Chronic diseases and associated risk factors in Australia, 2006
'Chronic diseases and associated risk factors in Australia 2006' presents updated statistics on chronic diseases and their associated risk factors in Australia. Chronic diseases are conditions, such as heart disease, diabetes and arthritis (to name a few), that tend to be long-lasting and persistent in their symptoms or development. More than 15 million Australians are directly affected by at least one chronic disease. This report builds on the AIHW's 2001 report, and focuses on patterns of disease across the age groups, the prevalence of risk factors and their trends, the effects of chronic diseases on health services in Australia, and the differences in chronic diseases and their risk factors across geographical areas, socioeconomic status and Indigenous status. This report is a vital resource for policy makers, researchers and others interested in chronic diseases and their associated risk factors.
Selected chronic diseases among Australia's children
This bulletin presents information on the incidence, prevalence and trends for three of the major chronic diseases among children-asthma, diabetes and cancer.

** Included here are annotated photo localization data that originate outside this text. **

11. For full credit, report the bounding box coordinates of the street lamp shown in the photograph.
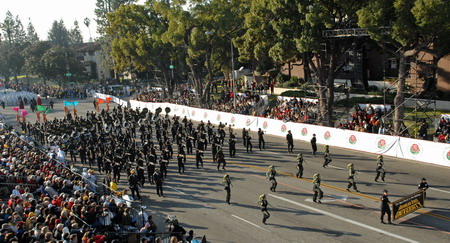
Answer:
[205,31,237,112]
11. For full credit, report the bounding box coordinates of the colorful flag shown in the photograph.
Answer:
[37,105,47,112]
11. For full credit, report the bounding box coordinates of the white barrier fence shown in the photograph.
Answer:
[94,93,129,107]
[94,93,450,167]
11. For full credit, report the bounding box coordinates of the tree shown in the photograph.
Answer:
[13,15,27,44]
[0,11,28,82]
[357,0,450,133]
[41,46,83,85]
[1,11,16,45]
[236,0,365,126]
[47,20,70,47]
[69,20,84,45]
[107,2,180,96]
[95,0,136,79]
[21,41,83,85]
[0,42,13,81]
[83,17,92,42]
[156,0,247,104]
[296,0,366,126]
[95,0,136,34]
[235,0,295,77]
[26,19,40,43]
[22,41,53,82]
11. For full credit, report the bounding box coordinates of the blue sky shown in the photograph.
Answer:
[1,0,145,42]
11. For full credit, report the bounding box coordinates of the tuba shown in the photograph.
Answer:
[62,134,69,141]
[71,131,80,140]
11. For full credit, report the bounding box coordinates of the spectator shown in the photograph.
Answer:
[418,119,429,139]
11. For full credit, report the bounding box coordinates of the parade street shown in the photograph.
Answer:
[2,98,450,243]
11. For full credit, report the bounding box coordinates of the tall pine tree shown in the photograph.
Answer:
[69,20,84,45]
[47,20,70,47]
[26,19,39,43]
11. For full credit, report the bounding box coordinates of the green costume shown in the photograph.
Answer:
[266,165,277,192]
[313,173,323,203]
[346,163,359,192]
[296,154,304,178]
[375,155,386,182]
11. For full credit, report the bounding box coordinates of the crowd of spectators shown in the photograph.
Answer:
[262,98,318,123]
[3,82,89,100]
[0,128,162,243]
[336,104,397,135]
[208,90,263,115]
[29,85,89,100]
[136,86,265,115]
[434,117,450,143]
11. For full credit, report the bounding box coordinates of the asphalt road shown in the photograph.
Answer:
[1,97,449,243]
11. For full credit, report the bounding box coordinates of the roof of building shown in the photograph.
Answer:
[74,42,101,52]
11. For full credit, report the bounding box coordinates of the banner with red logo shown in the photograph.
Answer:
[123,95,450,168]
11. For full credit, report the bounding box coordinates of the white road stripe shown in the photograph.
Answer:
[231,214,271,233]
[269,194,419,243]
[167,186,187,195]
[327,165,346,170]
[429,188,450,194]
[305,195,348,203]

In addition, information about problems managed by general practitioners is presented, as well as a summary of hospitalisations and deaths for a wider range of childhood chronic diseases including cerebral palsy, epilepsy and cystic fibrosis.

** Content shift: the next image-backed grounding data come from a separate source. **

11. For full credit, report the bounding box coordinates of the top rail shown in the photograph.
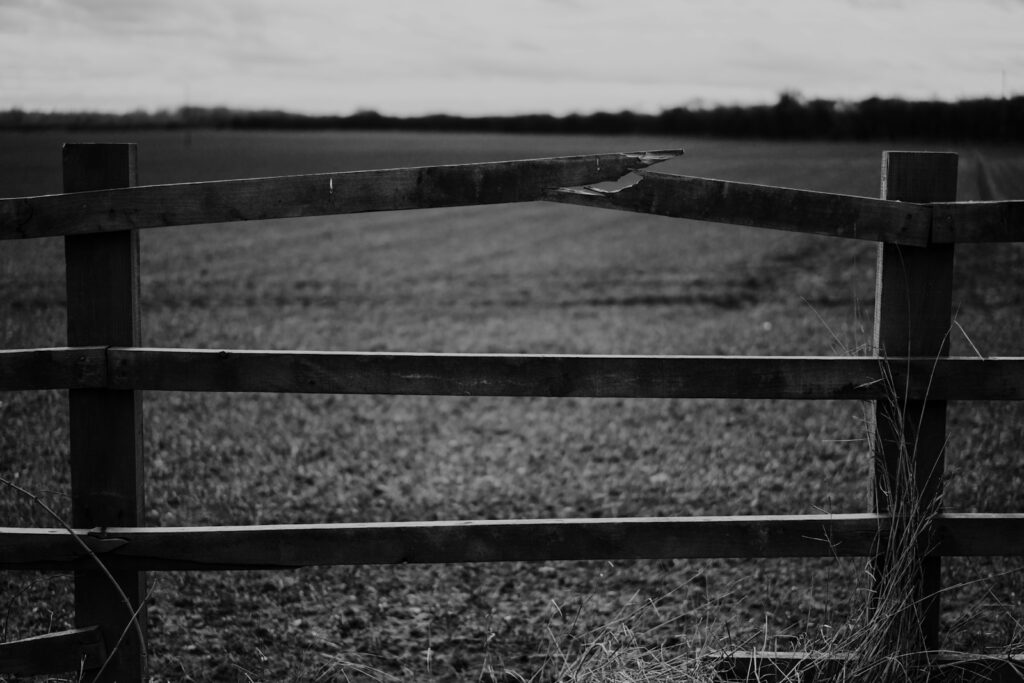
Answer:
[0,150,681,240]
[549,172,1024,245]
[3,149,1020,244]
[549,170,934,246]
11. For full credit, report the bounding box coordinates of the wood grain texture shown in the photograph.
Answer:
[0,347,105,389]
[104,348,1024,400]
[4,514,1022,571]
[63,143,147,683]
[931,199,1024,243]
[6,347,1024,400]
[0,150,681,240]
[547,170,932,246]
[0,626,106,676]
[107,349,883,398]
[872,150,958,652]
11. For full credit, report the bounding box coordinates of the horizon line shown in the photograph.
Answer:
[4,91,1023,120]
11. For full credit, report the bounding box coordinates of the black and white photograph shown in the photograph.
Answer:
[2,1,1023,680]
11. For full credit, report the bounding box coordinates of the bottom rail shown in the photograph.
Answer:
[0,626,106,677]
[718,650,1024,683]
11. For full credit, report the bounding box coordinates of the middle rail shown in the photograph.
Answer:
[3,347,1023,400]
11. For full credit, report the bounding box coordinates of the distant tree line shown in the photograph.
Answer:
[2,93,1021,141]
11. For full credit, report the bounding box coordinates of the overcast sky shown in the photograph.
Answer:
[2,0,1022,116]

Issues and priorities in the surveillance and monitoring of chronic diseases in Australia: report of a workshop held 8-9 November 2001, Canberra
Chronic diseases and their associated risk factors pose significant challenges for health planners and policy makers in Australia. One of these is the task of establishing a system for their regular surveillance and monitoring. The Australian Institute of Health and Welfare and the Commonwealth Department of Health and Ageing co-hosted a workshop in November 2001 to examine the issues and priorities in setting up such a system. Among the issues discussed were frameworks for surveillance and monitoring, data requirements, and linkage of this information to public health interventions and policy development. The main priorities addressed were biomedical risk factors and markers, behavioural risks factors and other psychosocial variables, and the utilisation and harmonisation of various types of data. This report provides an account of the workshop, its deliberations and outcomes.